Another thing I found less effective in the book has a somewhat Marxist feeling to it. The terminology it tries to coin, being put out to oppose surveillance capitalism, is very similar to the terminology used to oppose industrial capitalism - "means of production" is scattered in the book, and a good place is dedicated to the "division of learning", and to what the author tries to convince the readers (not sure about how successful this attempt is) that the essential questions we should be asking all the times are "who knows? who decides? who decides who decides?" While reading I found myself agreeing with the message while at the same time finding my defense mechanisms raised high by this choice of words. Perhaps it's by design, perhaps it's just an effect of having a different milieu which makes me resist those idea because of this wording. 

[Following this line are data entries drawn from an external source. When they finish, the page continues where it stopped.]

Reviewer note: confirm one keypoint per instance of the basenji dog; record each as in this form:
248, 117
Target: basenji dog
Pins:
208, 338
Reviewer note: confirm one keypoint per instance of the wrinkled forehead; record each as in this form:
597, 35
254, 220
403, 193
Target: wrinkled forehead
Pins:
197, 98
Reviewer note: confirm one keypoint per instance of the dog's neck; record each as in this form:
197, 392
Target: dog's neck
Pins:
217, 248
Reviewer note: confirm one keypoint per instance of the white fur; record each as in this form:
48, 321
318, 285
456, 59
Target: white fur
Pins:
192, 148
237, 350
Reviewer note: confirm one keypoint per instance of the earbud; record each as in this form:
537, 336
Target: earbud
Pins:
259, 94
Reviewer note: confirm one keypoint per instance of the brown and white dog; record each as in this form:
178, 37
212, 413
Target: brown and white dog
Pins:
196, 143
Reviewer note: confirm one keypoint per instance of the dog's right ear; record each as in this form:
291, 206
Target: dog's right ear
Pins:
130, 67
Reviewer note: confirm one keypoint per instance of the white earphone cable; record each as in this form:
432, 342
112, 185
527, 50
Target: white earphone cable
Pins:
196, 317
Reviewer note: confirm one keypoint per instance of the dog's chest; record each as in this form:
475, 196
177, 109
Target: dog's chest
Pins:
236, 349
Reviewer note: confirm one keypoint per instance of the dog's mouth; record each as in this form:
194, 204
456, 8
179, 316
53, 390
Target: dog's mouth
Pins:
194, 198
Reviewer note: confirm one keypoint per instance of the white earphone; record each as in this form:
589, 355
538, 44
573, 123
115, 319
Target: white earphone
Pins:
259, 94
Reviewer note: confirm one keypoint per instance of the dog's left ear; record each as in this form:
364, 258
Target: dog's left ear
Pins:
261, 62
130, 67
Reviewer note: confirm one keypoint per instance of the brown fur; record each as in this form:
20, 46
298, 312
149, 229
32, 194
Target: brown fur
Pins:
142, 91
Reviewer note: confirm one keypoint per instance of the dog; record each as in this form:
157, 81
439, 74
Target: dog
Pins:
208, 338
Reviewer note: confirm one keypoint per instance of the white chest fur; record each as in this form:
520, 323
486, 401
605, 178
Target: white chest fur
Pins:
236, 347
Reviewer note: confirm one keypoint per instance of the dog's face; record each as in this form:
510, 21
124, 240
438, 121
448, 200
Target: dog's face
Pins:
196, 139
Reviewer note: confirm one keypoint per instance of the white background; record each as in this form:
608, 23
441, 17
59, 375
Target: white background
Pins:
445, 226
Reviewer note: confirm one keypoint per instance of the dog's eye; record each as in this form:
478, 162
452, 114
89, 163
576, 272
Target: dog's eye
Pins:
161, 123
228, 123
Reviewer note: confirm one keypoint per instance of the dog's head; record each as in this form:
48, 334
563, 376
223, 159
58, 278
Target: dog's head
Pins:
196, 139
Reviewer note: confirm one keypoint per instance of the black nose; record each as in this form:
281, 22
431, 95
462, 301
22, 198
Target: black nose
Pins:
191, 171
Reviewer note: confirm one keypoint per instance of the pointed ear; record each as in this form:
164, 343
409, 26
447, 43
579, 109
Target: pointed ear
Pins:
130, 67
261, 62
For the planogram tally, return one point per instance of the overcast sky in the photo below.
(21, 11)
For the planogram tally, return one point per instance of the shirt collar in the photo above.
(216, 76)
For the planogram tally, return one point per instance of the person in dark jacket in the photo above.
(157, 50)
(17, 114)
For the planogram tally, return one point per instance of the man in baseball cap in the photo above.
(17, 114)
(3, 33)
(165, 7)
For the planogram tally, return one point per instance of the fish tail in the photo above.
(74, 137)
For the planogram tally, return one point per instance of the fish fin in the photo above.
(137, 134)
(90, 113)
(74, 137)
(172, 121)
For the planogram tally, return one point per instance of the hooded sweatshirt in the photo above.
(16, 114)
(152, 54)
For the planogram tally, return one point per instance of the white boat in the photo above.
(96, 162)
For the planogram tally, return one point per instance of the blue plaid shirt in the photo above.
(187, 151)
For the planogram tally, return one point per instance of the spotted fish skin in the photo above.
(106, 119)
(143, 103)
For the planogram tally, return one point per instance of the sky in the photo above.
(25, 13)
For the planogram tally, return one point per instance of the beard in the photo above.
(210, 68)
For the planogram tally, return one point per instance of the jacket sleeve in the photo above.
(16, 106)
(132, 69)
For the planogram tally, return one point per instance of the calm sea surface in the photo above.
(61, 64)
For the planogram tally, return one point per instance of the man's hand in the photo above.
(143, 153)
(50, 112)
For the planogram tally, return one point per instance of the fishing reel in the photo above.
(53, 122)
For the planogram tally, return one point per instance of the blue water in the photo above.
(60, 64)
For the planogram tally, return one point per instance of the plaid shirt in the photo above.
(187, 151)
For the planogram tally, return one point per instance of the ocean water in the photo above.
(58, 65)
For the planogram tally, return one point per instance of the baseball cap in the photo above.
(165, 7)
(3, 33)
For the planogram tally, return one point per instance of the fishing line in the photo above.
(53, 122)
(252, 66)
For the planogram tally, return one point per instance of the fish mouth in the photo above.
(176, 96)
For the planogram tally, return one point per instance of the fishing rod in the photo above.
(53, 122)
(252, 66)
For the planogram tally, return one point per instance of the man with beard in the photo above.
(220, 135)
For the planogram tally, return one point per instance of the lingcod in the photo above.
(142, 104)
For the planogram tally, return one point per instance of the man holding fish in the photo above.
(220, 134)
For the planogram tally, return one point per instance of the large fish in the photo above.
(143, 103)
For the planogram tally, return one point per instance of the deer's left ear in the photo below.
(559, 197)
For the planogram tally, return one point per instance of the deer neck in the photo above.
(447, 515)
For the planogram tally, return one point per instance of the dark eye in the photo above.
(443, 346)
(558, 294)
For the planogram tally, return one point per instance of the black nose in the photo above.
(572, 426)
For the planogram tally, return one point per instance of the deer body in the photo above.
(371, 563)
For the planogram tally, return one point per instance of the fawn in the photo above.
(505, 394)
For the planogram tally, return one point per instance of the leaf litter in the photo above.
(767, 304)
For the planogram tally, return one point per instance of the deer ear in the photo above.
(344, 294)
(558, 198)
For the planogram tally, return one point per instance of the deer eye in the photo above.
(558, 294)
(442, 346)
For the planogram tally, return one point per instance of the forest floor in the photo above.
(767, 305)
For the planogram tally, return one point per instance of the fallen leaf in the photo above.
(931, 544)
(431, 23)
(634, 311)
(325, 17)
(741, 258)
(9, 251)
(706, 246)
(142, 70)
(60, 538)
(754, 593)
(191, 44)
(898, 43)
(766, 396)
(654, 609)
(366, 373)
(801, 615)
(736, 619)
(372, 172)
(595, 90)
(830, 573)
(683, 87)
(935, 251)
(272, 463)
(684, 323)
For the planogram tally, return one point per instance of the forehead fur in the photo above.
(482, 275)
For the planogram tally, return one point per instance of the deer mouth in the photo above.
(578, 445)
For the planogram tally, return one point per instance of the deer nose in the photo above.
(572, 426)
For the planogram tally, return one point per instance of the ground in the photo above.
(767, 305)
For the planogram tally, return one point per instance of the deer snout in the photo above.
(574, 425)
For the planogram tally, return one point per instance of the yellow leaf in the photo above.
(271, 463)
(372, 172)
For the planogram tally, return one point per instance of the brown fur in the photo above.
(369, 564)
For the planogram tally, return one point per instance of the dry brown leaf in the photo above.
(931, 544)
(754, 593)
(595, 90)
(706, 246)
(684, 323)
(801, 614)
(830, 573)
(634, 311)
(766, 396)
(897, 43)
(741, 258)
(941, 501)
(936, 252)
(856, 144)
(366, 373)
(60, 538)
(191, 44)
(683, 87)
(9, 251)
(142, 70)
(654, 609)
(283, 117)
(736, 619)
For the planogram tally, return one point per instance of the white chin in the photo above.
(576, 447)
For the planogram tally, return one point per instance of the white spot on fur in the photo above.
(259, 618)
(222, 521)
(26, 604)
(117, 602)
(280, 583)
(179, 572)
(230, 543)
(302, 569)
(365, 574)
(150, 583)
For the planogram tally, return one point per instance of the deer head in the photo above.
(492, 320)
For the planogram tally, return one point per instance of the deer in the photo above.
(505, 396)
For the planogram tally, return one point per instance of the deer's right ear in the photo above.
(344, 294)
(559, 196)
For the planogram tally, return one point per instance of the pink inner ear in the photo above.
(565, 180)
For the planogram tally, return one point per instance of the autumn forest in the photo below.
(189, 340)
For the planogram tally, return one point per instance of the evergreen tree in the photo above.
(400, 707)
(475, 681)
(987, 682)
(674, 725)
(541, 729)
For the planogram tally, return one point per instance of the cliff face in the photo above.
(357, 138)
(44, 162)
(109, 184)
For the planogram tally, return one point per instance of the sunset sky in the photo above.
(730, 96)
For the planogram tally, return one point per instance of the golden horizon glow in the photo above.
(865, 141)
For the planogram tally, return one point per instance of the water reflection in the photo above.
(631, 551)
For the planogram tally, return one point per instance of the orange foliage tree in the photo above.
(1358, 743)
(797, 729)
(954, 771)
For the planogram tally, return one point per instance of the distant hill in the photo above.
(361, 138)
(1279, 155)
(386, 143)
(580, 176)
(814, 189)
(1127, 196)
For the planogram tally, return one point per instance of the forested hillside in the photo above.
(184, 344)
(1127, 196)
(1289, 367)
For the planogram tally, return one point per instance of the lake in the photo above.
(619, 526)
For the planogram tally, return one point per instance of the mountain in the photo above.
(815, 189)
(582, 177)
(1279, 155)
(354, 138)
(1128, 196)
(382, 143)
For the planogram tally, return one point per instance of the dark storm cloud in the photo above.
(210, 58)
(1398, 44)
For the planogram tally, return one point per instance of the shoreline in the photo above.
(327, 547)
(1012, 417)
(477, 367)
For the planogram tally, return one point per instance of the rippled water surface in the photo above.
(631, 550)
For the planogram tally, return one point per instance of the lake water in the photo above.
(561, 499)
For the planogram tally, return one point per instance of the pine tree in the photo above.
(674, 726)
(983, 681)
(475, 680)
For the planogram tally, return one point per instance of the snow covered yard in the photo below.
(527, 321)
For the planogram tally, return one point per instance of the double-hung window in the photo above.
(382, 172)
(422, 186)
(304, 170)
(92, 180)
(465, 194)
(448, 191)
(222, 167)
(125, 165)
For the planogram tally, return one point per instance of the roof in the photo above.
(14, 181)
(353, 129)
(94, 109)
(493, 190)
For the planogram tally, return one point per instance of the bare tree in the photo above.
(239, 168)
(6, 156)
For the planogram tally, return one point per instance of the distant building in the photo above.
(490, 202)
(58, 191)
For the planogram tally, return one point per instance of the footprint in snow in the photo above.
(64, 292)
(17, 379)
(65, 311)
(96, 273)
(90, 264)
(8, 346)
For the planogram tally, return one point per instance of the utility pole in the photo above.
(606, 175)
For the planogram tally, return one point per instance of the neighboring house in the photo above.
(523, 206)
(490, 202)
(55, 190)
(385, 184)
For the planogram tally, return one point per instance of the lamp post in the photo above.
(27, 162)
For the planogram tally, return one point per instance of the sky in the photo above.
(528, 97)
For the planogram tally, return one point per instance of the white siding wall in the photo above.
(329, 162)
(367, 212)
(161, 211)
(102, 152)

So, to sum everything up - I found this book important mostly because it is a very good first step. It's a first step towards creating a critical language when evaluating data collection and usage, and a first step towards reclaiming our right to privacy and control. I hope it will foster deeper, clearer discussion about how are we moving forward to create the right sort of technology, supported by an appropriate regulation to make a better society.